The Spelling Police: Searching for Malicious HTTP Servers by Identifying Typos in HTTP Responses

Authored by Margit Hazenbroek

At Fox-IT (part of NCC Group) identifying servers that host nefarious activities is a critical aspect of our threat intelligence. One approach involves looking for anomalies in responses of HTTP servers. Sometimes cybercriminals that host malicious servers employ tactics that involve mimicking the responses of legitimate software to evade detection. However, a common pitfall of these malicious actors are typos, which we use as unique fingerprints to identify such servers. For example, we have used a simple extraneous whitespace in HTTP responses as a fingerprint to identify servers that were hosting Cobalt Strike with high confidence¹. In fact, we have created numerous fingerprints based on textual slipups in HTTP responses of malicious servers, highlighting how fingerprinting these servers can be a matter of a simple mistake.

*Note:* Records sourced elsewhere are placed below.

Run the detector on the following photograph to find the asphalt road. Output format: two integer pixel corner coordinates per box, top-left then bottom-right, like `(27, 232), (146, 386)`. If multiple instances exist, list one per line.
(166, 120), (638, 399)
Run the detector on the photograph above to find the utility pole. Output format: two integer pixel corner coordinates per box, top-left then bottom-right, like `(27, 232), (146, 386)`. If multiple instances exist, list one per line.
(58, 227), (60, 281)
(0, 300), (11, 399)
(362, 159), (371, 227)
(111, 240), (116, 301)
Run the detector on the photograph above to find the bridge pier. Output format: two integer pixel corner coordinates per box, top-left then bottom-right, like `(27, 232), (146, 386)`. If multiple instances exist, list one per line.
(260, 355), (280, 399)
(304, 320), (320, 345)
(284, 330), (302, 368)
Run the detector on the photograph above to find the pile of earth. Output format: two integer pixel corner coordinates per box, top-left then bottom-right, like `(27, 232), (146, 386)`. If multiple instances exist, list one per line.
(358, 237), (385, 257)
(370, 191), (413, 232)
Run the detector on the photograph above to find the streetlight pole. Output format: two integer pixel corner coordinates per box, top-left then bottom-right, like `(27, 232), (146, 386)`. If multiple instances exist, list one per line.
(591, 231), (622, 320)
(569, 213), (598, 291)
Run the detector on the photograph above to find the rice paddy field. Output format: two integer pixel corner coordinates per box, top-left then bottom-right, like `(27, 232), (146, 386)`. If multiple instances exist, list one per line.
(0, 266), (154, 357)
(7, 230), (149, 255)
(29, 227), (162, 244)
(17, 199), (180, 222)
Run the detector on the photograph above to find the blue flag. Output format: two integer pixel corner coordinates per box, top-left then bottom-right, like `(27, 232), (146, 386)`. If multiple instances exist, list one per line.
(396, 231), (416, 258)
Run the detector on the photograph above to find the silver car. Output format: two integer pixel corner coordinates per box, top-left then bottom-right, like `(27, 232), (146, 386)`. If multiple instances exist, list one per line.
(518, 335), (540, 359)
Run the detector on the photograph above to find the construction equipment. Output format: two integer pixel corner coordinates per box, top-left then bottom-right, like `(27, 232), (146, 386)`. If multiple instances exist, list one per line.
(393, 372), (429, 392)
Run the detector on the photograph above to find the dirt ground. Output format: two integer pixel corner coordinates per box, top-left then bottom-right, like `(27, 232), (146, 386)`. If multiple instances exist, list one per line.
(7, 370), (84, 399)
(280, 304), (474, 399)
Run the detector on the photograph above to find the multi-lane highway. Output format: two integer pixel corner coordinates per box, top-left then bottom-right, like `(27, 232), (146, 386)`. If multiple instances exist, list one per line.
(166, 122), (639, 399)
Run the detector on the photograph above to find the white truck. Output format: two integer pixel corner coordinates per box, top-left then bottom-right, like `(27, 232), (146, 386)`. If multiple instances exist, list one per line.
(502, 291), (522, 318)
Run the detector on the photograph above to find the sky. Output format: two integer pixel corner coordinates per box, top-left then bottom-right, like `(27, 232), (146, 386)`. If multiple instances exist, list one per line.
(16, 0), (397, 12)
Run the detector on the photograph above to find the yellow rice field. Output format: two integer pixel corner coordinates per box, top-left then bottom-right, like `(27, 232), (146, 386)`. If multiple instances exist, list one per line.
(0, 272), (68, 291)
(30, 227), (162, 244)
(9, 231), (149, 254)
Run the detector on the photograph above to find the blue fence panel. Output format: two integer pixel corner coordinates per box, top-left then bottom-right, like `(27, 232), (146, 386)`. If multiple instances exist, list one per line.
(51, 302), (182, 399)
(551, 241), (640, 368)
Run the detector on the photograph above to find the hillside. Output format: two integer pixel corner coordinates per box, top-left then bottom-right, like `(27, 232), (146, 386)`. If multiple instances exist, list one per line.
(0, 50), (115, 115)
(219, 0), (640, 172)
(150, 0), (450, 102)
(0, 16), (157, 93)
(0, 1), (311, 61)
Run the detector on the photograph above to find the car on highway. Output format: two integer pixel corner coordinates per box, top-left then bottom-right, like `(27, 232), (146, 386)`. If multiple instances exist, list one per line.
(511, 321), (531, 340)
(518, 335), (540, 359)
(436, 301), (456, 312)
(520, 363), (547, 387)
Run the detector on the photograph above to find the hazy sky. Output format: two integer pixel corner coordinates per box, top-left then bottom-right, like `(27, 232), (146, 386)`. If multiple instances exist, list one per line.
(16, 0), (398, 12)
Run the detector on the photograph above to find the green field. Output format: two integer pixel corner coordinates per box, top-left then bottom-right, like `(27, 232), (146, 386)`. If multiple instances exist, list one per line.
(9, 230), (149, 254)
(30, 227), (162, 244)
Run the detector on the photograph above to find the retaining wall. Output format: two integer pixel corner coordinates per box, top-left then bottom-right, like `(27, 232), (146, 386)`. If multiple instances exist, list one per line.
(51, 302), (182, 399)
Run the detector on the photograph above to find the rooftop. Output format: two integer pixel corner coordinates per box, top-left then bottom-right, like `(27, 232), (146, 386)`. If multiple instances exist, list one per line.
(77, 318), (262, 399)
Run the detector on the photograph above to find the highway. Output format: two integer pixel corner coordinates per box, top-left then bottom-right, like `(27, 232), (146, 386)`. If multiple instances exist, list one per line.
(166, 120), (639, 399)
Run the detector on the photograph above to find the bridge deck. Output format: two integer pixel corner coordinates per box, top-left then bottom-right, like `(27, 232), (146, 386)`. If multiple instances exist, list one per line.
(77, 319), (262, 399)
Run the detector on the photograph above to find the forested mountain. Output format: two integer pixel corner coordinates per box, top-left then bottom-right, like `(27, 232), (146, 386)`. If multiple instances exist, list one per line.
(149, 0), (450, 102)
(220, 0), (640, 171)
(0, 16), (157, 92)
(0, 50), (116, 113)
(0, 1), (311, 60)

HTTP servers are expected to follow the established RFC guidelines of HTTP, producing consistent HTTP responses in accordance with standardized protocols. HTTP responses that are not set up properly can have an impact on the safety and security of websites and web services. With these considerations in mind, we decided to research the possibility of identifying unknown malicious servers by proactively searching for textual errors in HTTP responses.

In this blog post, we delve into this research, titled “The Spelling Police,” which aims to identify malevolent servers through the detection of typos in HTTP responses. Before we go into the methodology, we provide a brief overview of HTTP response headers and semantics. Then we explain how we spotted the spelling errors, focusing on the Levenshtein distance, a way to measure the differences between the expected and actual responses. Our preliminary research suggests that mistakes in HTTP responses are surprisingly common, even among legitimate servers. This finding suggests that typos alone are not enough to confirm malicious intent. However, we maintain that typos in HTTP response headers can be indicative of malicious servers, particularly when combined with other suspicious indicators.

HTTP response headers and semantics

HTTP is a protocol that governs communication between web servers and clients². Typically, a client, such as a web browser, sends a request to a server to achieve specific goals, such as requesting to view a webpage. The server receives and processes these requests, then sends back corresponding responses. The client subsequently interprets the message semantics of these responses, for example by rendering the HTML in an HTTP response (see example 1).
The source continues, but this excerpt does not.